OCaml Cycle detection and Garbage Collector

Hi,

I was wondering about something, when it comes to cycle detection – if I naively make a search data structure (hash table, tree) with pointers as keys to detect cycles, then presumably that will break with the garbage collector moving values around, as the addresses are not constant.

I have confirmed my suspicion with

let a = ref 1;;
let addressof x = Printf.printf "0x%08x (%d)\n" (Obj.magic x) (Obj.magic x);;
addressof a;;
addressof a;;
Gc.compact();;
addressof a;;
addressof a;;

(* 0x3fad252353dc (70012884964316)
   0x3fad252353dc (70012884964316)

   0x3fad24debbcc (70012880468940)
   0x3fad24debbcc (70012880468940) *)

But this is something that OCaml does, if you do

type 'a t = T of 'a * 'a t * 'a t;;
let rec x = T(1,T(2,x,x),x);;
(* val x : int t = T (1, T (2, <cycle>, <cycle>), <cycle>) *)

so this started me looking at the code, but I’m somewhat lost, I suspect the cycle detection is done in/around the code

which does use a hash table, from above

and here I get a little lost, does this not have a problem due to the GC moving objects around? I don’t see any GC locks or anything like that. Or have I misunderstood something?

Apologies about asking such an unusual question, I just wanted to clarify/clear this up, in case I fundamentally misunderstood something.

Yes, the GC moves heap-allocated objects around, and updates pointers to such objects accordingly. However, this does not cause problems for this kind of code because to detect cycles you only need that the equality of pointers be preserved after running the GC (which it is), and not that the value of the pointers themselves be preserved (which it is not).

Makes sense?

Cheers,
Nicolas

Thank you Nicolas, that makes sense, and I see how that would not break an unordered data structure such as a list, but for trees and hash tables the value of the pointers matters too, as you either hash it or assume it has an ordering which doesn’t change over time. Otherwise you end up returning false negatives for mem as the element you are looking for is there but you are looking for in the wrong place.

Note that there is no way in OCaml to extract the address of the pointer representing a value, so as to use it a key in a hash table or similar, which would indeed be unsound. (Obj.magic is not part of the OCaml language.)

Cheers,
Nicolas

Hashtbl.hash in ocaml/toplevel/genprintval.ml at trunk · ocaml/ocaml · GitHub is hashing using the data (with a recursion limit so it doesn’t loop on cycles) not the pointer value.

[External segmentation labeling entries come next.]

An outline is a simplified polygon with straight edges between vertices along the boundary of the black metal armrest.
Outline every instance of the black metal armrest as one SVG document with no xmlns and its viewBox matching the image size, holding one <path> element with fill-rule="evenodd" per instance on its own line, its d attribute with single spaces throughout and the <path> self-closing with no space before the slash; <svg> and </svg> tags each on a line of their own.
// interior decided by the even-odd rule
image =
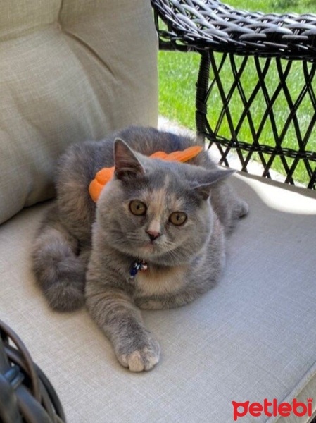
<svg viewBox="0 0 316 423">
<path fill-rule="evenodd" d="M 255 157 L 263 166 L 262 175 L 272 178 L 270 171 L 279 162 L 284 182 L 294 184 L 298 180 L 316 189 L 316 14 L 249 12 L 217 0 L 151 0 L 151 4 L 160 49 L 201 55 L 197 132 L 210 145 L 217 145 L 220 161 L 229 166 L 229 153 L 234 149 L 244 171 Z M 165 25 L 160 25 L 159 18 Z M 296 78 L 302 85 L 298 94 L 293 95 L 291 75 L 298 73 L 298 63 Z M 229 87 L 225 66 L 232 76 Z M 249 72 L 257 75 L 251 92 L 243 82 Z M 278 78 L 273 90 L 269 82 L 272 72 Z M 241 105 L 238 116 L 231 110 L 236 97 Z M 278 126 L 281 97 L 285 99 L 286 114 Z M 259 124 L 255 123 L 258 101 L 265 105 Z M 307 102 L 308 115 L 302 118 L 300 107 L 306 107 Z M 271 132 L 269 143 L 263 137 L 267 125 Z M 245 126 L 251 139 L 244 139 Z M 289 144 L 289 137 L 295 138 L 295 147 Z"/>
</svg>

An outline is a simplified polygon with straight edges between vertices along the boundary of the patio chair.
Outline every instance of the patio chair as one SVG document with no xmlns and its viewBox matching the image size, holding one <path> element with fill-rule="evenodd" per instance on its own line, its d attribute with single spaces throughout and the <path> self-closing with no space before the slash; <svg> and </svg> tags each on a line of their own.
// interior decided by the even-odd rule
<svg viewBox="0 0 316 423">
<path fill-rule="evenodd" d="M 234 150 L 245 172 L 255 158 L 272 178 L 277 163 L 284 182 L 315 189 L 316 15 L 249 12 L 217 0 L 151 4 L 160 49 L 201 54 L 196 130 L 217 145 L 220 162 L 228 166 Z"/>
</svg>

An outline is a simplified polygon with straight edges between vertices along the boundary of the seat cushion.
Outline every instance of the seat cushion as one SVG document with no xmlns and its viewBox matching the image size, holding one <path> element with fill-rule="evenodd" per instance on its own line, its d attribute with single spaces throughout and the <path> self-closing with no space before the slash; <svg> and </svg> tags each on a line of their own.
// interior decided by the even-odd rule
<svg viewBox="0 0 316 423">
<path fill-rule="evenodd" d="M 48 309 L 29 257 L 45 204 L 0 228 L 0 318 L 51 379 L 69 423 L 227 423 L 233 401 L 265 398 L 307 404 L 310 397 L 315 410 L 316 195 L 244 176 L 232 180 L 250 212 L 229 239 L 222 278 L 181 309 L 143 313 L 162 348 L 148 373 L 118 364 L 86 310 Z M 267 419 L 248 412 L 237 421 Z M 291 412 L 268 421 L 308 420 Z"/>
<path fill-rule="evenodd" d="M 4 0 L 0 223 L 51 197 L 71 142 L 157 125 L 157 35 L 146 0 Z"/>
</svg>

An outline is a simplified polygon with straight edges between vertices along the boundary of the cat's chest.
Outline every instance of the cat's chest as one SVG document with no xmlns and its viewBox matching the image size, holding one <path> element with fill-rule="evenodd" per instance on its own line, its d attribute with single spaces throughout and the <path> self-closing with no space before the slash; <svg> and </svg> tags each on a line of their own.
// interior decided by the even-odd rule
<svg viewBox="0 0 316 423">
<path fill-rule="evenodd" d="M 134 284 L 136 295 L 165 295 L 180 289 L 186 283 L 187 266 L 177 266 L 157 269 L 151 266 L 145 271 L 138 272 Z"/>
</svg>

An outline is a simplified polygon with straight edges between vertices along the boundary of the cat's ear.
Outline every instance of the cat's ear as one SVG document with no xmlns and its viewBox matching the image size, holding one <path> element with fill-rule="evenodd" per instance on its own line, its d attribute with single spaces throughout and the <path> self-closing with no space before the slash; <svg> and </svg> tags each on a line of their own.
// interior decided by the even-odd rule
<svg viewBox="0 0 316 423">
<path fill-rule="evenodd" d="M 220 180 L 228 178 L 235 171 L 232 169 L 224 169 L 217 168 L 216 169 L 208 171 L 203 171 L 199 176 L 198 182 L 194 184 L 193 188 L 203 200 L 208 200 L 210 195 L 212 186 Z"/>
<path fill-rule="evenodd" d="M 134 152 L 120 138 L 116 138 L 114 142 L 114 172 L 118 179 L 133 178 L 144 173 Z"/>
</svg>

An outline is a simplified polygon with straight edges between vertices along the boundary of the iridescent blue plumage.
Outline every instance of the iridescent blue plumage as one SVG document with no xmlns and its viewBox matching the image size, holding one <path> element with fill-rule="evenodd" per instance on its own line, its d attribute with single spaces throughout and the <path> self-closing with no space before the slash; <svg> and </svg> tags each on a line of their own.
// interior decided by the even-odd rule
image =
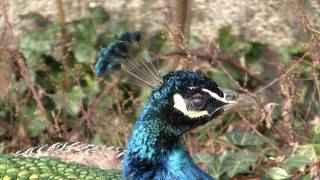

Ah, thank you both! That’s where I was confused, I didn’t look into more detail at the extra values of the hash function

I just assumed they were something to tune the hash (and they are, just not what I thought), but looking into more details, I see

where num is initially count so same comment applies, and sz is initially limit.

A little more background to frame the solution others have already provided. There are languages where the hash-function (or at least, the built-in hash-function) uses the address of the object being hashed (or addresses of things it points-to). There are two ways that can be handled in a GC:

(1) as in the original JDK, don’t move objects around. Actually, the original JDK broke objects into two parts: an immovable constant-sized header that didn’t move, and a body that was movable. So hashing could use the address of the header.

(2) when you want fully-movable copying GC, you put a bit in the header of the object that gets turned on when the object is hashed using the default method (that uses the address of the object); then when the object is moved, its representation gets changed and you cache the hash-code in the object (e.g. in a word at the end).

2 Likes